STEP 4: PROFIT —

Trading in stock of medical device paused after hackers team with short seller

St. Jude Medical declares claim of vulnerability "false and misleading."

A St. Jude Medical cardiac defibrillator implant like the ones MedSec claimed to have found vulnerabilities in.
Enlarge / A St. Jude Medical cardiac defibrillator implant like the ones MedSec claimed to have found vulnerabilities in.
St. Jude Medical

Trading in the stock of medical device manufacturer St. Jude Medical was halted Friday afternoon after a dramatic drop in its value. That drop was triggered by news of alleged vulnerabilities in the company's cardiac care devices. The vulnerability was disclosed not in a report by the company but by security researchers partnered with Muddy Waters Capital, an investment firm that had "shorted" St. Jude's stock on the information in order to profit from a drop in the stock's value.

The researchers at the security firm MedSec chose to take this route to disclosure, MedSec CEO Justine Bone said, to "ensure that St. Jude Medical responds appropriately and with urgency." The partnership with a short seller is a fundamental departure from the established approach of responsible disclosure normally taken by researchers. But it also represents an approach that bypasses the sort of legal maneuverings and threats, suppression of information, and inaction that have been experienced by researchers who have discovered vulnerabilities in other products. Researchers who discovered a vulnerability in Volkswagen electronic engine locks, for example, were forced to withhold a paper for two years through a court injunction filed by the automaker in 2012.

Muddy Waters issued a report on Thursday claiming that it had demonstrated "two types of cyber attacks against STJ implantable cardiac devices: a 'crash' that causes cardiac devices to malfunction... and a battery drain attack that could be particularly harmful to device dependent users." The report claimed that the vulnerabilities had been proven in "multiple demonstrations evidencing how hollow STJ's device security is."

In a blog post, Bone said that St.
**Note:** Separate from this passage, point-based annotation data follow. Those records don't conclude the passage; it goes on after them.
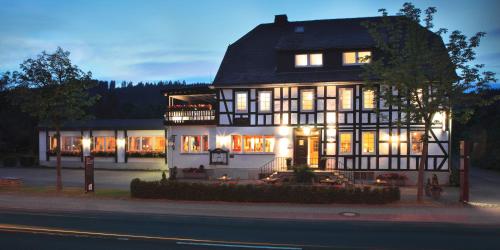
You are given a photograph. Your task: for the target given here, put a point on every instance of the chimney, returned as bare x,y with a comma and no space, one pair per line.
280,19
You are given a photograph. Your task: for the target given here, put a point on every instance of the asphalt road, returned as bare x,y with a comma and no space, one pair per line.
28,230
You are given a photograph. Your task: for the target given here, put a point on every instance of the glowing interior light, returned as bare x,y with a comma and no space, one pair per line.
86,142
284,130
306,130
120,142
394,139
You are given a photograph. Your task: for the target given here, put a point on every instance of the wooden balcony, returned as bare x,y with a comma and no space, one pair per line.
190,115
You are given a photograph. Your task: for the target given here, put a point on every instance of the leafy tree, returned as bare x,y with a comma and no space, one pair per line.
53,90
423,76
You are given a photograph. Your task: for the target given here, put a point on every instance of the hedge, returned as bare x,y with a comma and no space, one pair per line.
10,161
174,190
27,161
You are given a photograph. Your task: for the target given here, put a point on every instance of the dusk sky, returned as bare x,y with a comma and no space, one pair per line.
186,40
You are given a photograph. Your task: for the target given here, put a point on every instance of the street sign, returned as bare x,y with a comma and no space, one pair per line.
89,174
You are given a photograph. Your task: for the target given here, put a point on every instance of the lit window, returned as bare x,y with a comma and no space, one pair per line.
236,143
146,144
368,139
265,101
345,101
241,102
194,143
356,57
368,99
301,60
330,117
252,143
416,142
316,59
345,143
71,143
307,100
309,60
104,144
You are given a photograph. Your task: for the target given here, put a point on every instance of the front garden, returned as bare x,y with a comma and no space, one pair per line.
291,193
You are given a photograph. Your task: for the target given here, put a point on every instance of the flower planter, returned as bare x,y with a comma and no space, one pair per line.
194,175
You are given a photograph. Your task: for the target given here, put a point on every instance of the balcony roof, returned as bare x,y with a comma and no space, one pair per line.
189,89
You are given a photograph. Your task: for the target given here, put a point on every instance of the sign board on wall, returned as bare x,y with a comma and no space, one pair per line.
89,174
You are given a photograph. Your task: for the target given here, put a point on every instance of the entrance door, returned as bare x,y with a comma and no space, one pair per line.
313,157
300,150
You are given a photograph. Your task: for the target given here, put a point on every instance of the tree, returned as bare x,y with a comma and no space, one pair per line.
53,90
413,69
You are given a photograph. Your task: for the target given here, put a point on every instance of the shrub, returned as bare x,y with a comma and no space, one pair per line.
303,174
174,190
9,161
454,178
27,161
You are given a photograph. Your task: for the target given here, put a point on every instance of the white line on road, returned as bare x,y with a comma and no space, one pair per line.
236,246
Jude "has stood out as lagging far behind" in addressing vulnerabilities in its products. She continues:

For years [St. Jude Medical] has continued to put patients at risk by profiting from the sale of devices and a device eco-system which has little to no built-in security. We believe St. Jude Medical has known about security problems in their products since at least 2013, but it is apparent from the lack of security protections or mechanisms in their product line that very little action has been taken. In order to help address patient safety, we have chosen to depart from standard cyber security operating procedures in order to bring this to the public’s attention and to ensure that St. Jude Medical responds appropriately and with urgency.
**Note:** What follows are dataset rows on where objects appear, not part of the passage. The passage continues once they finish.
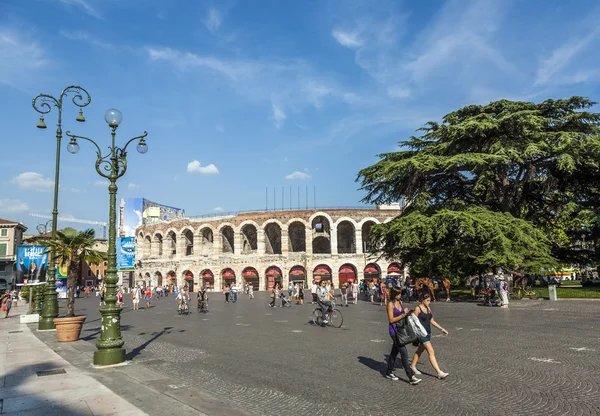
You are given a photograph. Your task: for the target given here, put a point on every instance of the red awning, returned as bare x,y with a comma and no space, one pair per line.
371,269
273,271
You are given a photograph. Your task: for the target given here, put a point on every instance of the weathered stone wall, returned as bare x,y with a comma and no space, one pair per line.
194,247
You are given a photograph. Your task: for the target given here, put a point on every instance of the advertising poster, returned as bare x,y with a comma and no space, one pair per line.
125,254
32,263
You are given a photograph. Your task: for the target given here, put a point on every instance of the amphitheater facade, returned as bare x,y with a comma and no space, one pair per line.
262,248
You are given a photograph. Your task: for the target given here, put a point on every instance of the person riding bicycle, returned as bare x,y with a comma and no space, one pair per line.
323,300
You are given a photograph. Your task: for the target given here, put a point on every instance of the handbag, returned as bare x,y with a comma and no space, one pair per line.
416,326
405,333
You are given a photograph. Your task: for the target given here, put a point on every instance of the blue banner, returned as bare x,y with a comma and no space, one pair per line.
32,263
125,254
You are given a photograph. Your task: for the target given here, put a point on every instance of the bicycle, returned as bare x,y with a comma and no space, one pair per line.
519,293
333,315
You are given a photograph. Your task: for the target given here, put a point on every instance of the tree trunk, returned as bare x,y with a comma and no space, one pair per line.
71,283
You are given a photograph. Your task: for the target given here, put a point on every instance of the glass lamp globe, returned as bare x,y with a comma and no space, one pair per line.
73,147
113,117
142,147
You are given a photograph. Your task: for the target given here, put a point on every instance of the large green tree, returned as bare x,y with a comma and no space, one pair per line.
73,248
535,162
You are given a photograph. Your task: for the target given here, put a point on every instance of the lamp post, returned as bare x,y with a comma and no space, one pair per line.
43,104
111,166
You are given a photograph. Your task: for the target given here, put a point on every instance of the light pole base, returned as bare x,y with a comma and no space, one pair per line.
109,356
46,323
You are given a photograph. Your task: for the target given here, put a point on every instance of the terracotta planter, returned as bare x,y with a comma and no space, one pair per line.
68,329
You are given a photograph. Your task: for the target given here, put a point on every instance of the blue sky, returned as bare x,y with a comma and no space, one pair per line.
241,95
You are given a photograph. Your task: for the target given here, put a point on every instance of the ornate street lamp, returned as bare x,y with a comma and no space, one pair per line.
43,104
111,166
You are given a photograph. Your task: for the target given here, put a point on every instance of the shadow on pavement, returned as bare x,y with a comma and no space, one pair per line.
375,365
138,350
22,393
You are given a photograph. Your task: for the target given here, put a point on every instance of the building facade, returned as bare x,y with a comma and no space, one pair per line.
262,248
11,236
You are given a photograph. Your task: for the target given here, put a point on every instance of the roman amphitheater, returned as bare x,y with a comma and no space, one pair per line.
262,248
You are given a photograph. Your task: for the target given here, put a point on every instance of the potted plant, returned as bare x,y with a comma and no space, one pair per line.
73,248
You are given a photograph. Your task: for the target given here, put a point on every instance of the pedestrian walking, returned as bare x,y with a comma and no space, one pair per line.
226,291
313,292
425,315
396,312
6,305
148,296
344,294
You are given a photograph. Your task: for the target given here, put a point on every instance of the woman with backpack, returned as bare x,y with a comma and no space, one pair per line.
424,314
396,312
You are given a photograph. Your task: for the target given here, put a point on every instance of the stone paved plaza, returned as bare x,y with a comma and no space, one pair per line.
536,358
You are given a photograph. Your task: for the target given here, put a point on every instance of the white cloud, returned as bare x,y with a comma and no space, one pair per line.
278,115
347,39
213,21
85,5
550,68
33,181
86,37
20,59
195,167
298,175
13,206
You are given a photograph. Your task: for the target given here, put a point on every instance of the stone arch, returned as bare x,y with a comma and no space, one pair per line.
250,275
365,231
158,276
372,272
228,276
347,274
208,279
206,240
346,237
170,244
317,214
147,246
249,237
227,239
298,274
187,235
188,279
321,245
273,276
297,237
273,237
322,272
321,229
158,243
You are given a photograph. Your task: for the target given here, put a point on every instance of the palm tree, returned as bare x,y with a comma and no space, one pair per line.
73,248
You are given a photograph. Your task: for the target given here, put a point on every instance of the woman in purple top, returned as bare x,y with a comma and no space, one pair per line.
395,313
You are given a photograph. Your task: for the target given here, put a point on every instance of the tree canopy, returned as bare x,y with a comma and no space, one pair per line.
538,163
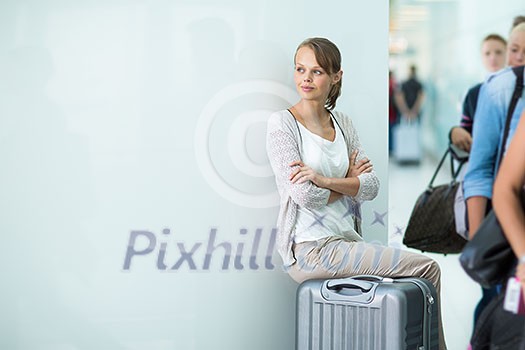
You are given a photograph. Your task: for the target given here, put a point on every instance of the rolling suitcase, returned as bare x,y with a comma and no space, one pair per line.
367,313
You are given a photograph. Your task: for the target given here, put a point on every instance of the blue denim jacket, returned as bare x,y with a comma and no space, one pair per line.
489,122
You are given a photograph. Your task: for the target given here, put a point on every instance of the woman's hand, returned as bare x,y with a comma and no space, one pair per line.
361,167
305,173
461,138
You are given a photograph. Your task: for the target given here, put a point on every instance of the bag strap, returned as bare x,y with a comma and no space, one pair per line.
518,89
438,167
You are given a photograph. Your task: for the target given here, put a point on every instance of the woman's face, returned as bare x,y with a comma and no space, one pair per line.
516,49
493,55
311,80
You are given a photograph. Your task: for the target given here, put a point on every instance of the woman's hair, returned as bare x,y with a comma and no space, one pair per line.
517,20
496,37
329,58
519,28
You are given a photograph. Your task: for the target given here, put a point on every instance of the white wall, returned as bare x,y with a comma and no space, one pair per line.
125,116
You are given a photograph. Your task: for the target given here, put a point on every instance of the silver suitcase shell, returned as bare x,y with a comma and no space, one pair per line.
367,313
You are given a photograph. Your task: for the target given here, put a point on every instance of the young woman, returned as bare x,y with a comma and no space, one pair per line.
322,174
493,56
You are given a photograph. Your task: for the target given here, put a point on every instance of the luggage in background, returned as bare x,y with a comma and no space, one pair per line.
367,313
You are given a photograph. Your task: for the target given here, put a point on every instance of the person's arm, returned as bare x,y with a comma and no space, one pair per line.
461,138
476,208
478,181
283,150
348,185
507,191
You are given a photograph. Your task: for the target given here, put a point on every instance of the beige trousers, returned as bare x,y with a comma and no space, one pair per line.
336,257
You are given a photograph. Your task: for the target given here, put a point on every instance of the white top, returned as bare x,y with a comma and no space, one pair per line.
283,144
330,159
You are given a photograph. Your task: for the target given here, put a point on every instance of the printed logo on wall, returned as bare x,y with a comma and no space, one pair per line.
237,140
The partnership with Muddy Waters was to help the researchers "deliver this message," Bone said.

Bone wrote that she believed that it was time "to re-think the way cyber security is managed." She acknowledged that partnering with a short seller would draw criticism, "but we believe this is the only way to spur St. Jude Medical into action," she explained. "Most importantly, we believe that both potential and existing patients have a right to know about their risks."

After the report was released, St. Jude's stock fell 10 percent on Thursday and an additional 2 percent today before trading was halted. In a statement published today, a St. Jude spokesperson said, "We have examined the allegations made by Capital and MedSec on August 25, 2016 regarding the safety and security of our pacemakers and defibrillators, and while we would have preferred the opportunity to review a detailed account of the information, based on available information, we conclude that the report is false and misleading."
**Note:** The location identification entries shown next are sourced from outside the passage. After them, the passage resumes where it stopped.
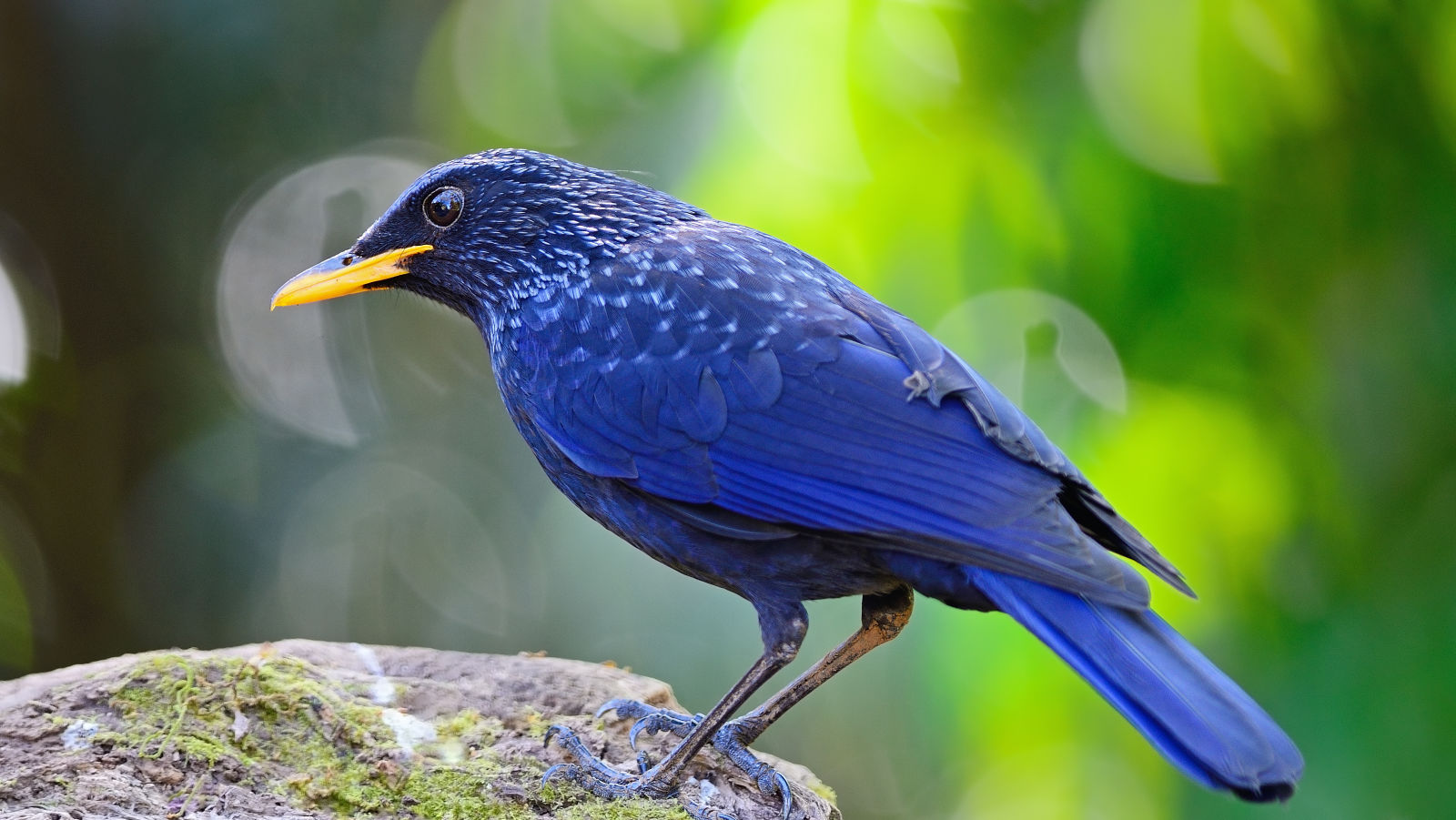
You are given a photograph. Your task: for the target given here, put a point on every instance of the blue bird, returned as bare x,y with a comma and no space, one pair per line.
742,412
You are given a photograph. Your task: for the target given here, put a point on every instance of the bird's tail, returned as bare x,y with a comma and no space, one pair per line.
1184,705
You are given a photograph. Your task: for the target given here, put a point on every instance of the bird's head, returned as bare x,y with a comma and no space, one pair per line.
478,230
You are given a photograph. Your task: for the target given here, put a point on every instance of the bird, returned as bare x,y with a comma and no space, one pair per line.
742,412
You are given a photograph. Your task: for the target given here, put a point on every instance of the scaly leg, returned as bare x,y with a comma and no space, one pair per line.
883,616
784,628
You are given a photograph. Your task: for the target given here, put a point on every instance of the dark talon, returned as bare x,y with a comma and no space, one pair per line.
784,790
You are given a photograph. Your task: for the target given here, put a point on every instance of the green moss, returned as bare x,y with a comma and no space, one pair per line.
625,810
823,790
332,747
328,747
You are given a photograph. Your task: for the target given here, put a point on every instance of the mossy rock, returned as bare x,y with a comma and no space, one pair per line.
306,728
The vulnerabilities applied to older versions of the "Merlin@home" devices that drive the cardiac implants that are not capable of being automatically patched, the spokesperson said. The company claims that newer versions of the devices have already been updated. Additionally, the spokesperson dismissed the battery drainage vulnerability as "misleading" because MedSec claimed it could be executed from 50 feet away.

"This is not possible since once the device is implanted in a patient, wireless communication has an approximate 7-foot range," the spokesperson insisted, and the attack would also require "hundreds of hours of continuous and sustained pings" of the implant by an attacker. Furthermore, St. Jude claimed that the screen shots used to demonstrate the "crash" attack actually show the device working normally.

Trading in St. Jude stock resumed this afternoon and had recovered some of its losses, CNBC reports.